Ideas

Sometimes You Have to Shake the Dust Off Your Feet

Columnist

Walking out is a way of responding to institutional toxicity.

Renan Lima / Pexels / Edits by Rick Szuecs

One of the most frustrating—but ultimately liberating—experiences during my three decades of pastoral ministry was resigning from a predominately white urban church in a largely African American city. Many of the hundreds of attendees appreciated my ministry as a preacher, teacher, leader, musician, husband, and father. Yet there was an influential minority of suburbanites—swayed by issues related to race and socioeconomics—whose opposition undermined my leadership.

My oldest child, remembering the challenges of being a young African American man in that church, has often said, “Dad, you need to write a book and name names!” My son knows I tried to live out a genuine multiethnic ministry despite its recently critiqued hardships.

I resisted writing a cathartic, “tell-all” book, but in my mentoring of young pastors, I did try, like Paul, to share the gospel as well as my life (1 Thess. 2:8). Resigning as a pastor from that church was a painful leap of faith. I did not have another position lined up. But being unemployed was better than being minimized and demoralized.

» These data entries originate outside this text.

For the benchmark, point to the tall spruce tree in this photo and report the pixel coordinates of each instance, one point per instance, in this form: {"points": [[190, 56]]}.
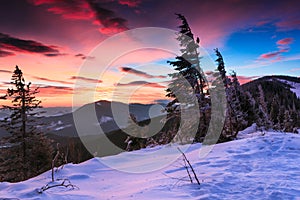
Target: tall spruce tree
{"points": [[27, 151], [236, 100], [188, 81]]}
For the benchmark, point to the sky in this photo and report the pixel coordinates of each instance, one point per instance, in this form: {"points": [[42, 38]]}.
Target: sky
{"points": [[52, 40]]}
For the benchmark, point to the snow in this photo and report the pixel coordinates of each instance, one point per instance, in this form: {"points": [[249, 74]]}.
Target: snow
{"points": [[295, 87], [261, 165], [105, 119]]}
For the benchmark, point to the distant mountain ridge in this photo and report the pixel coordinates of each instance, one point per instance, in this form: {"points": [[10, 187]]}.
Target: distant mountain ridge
{"points": [[63, 124]]}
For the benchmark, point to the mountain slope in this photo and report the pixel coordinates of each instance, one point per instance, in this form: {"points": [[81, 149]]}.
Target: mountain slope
{"points": [[260, 166]]}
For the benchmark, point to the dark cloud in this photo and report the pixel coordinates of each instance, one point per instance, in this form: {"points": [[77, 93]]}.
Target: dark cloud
{"points": [[6, 53], [141, 83], [86, 79], [20, 45], [107, 18], [54, 54], [139, 73], [88, 10]]}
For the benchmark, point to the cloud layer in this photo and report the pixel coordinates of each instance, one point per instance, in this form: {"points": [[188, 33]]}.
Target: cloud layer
{"points": [[139, 73], [9, 45]]}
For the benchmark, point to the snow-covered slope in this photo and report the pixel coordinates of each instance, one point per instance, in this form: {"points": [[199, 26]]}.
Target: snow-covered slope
{"points": [[259, 166], [295, 87]]}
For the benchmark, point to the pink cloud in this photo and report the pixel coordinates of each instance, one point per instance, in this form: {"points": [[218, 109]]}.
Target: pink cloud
{"points": [[269, 55], [139, 73], [246, 79], [141, 83], [88, 10], [282, 45], [285, 41], [130, 3], [288, 24]]}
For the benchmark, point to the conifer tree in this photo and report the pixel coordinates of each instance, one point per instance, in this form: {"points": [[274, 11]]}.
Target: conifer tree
{"points": [[28, 150], [188, 81]]}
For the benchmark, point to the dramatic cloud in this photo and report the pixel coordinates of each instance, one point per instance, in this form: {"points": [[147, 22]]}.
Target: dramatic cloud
{"points": [[130, 3], [51, 80], [88, 10], [282, 45], [141, 83], [139, 73], [85, 79], [82, 56], [5, 71], [246, 79], [285, 41], [270, 55], [5, 53], [54, 90], [289, 24], [20, 45], [108, 19]]}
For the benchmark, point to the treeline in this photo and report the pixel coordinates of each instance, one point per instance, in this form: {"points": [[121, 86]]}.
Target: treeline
{"points": [[267, 102]]}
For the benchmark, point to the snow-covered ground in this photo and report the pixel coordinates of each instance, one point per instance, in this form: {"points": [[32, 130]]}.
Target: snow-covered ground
{"points": [[260, 165], [295, 87]]}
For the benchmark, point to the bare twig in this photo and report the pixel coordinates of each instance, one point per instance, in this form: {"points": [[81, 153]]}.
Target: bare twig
{"points": [[53, 162], [65, 183], [188, 162], [187, 170]]}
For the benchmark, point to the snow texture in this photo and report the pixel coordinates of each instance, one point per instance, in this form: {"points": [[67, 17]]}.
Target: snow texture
{"points": [[261, 165], [295, 87]]}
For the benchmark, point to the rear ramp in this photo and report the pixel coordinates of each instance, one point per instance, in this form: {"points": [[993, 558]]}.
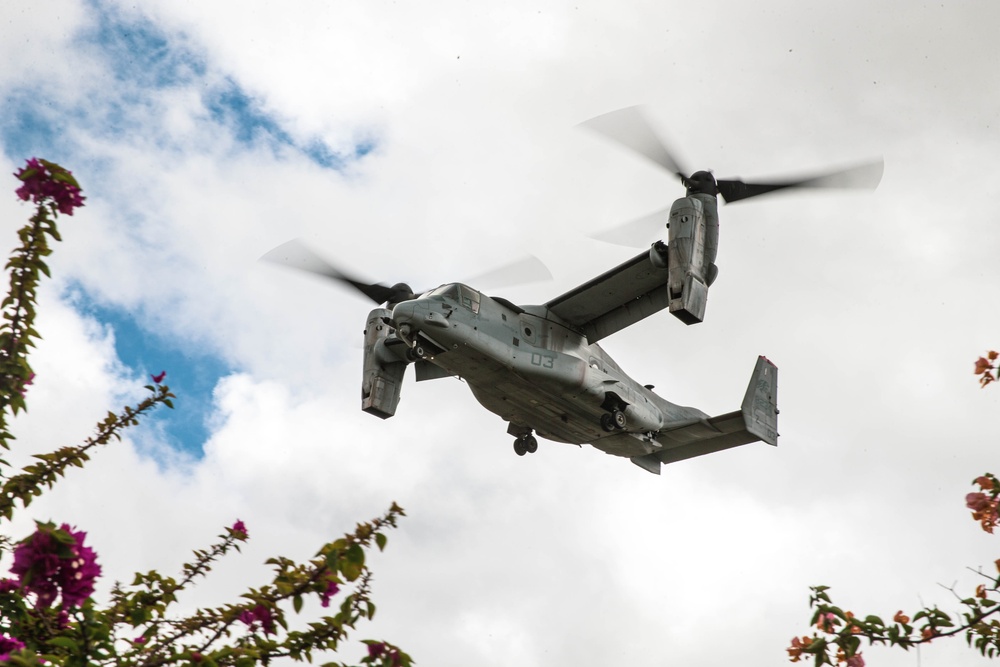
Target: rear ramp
{"points": [[756, 420]]}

A significant recent exodus from the Southern Baptist Convention has included high-profile figures like Beth Moore and Charlie Dates’s Progressive Baptist Church. Jemar Tisby’s story, which he recently shared in an interview detailing his exit from white evangelical spaces, resonated with Christians of color and women who risked bringing their whole selves to Christian organizations that claimed to value diversity, then got pummeled by the realities of life within white supremacist patriarchies.

All departures are hard, yet all have life-giving potential. Those who leave often find eventual invigoration through renewed vision, fresh insights, and recovery of their voice and personhood. The organizations left behind have the potential to learn important lessons too.

Some Christian institutions will defend their reputations by appealing to Scriptures that condemn false teaching (such as Jude v. 4). Their intent is to discredit those who leave. Such condemnation is unhelpful and often inaccurate. People like me who left didn’t do so because we embraced historically heretical ideas. We left because the institution was toxic.

After preaching in a predominately white church, I found out that the leaders who prayed for me shared racist jokes before I arrived. I voiced my concerns to denominational leaders, but they denied any existence of racism and got upset with me for even suggesting the idea. I shook their dust off my feet and moved on (Mark 6:11).

Leaving can be a prophetic act that outs institutional toxicity. Jeremiah famously stood outside Jerusalem’s temple, at its gates, crying out for repentance and reformation (Jer. 7:1–3). He risked telling the truth to get God’s people back on the right track. He indicted a toxic temple system as a cover for injustice: “Has this house, which bears my Name, become a den of robbers to you?” (v. 11).

Pay attention to the wounded faithful who exit. Their words may be the word of the Lord.

Jesus reran Jeremiah as he upended the moneychangers’ tables (Matt. 21:13). Old Testament scholar Walter Brueggemann observes, “The temple and its royal liturgy are exposed as tools of social control, which in a time of crisis will not keep their grand promises. The temple is shown to be not an embodiment of transcendence, but simply an arena for social manipulation.”

Departures don’t happen cavalierly; they come after intense soul-searching and prayer. Institutions must likewise engage in self-examination and confront core values that only devalue. Eloquent statements in white institutions about equity and diversity too often end up tokenizing ethnic minorities. Christian history contains epic moments of reforming dissent. Pay attention to the wounded faithful who exit. Their words may be the word of the Lord.

Perhaps one day I will write that memoir, highlighting my struggle to find an ecclesial home. I’ve learned to trust my own dissenting voice, mustering the courage to rage against institutional injustice. I pray those who confess allegiance to Jesus will muster the courage to listen to the leavers and face up to their own sins. Just as it takes agitation to clean clothes, it takes the agitation of prophets to clean up institutions.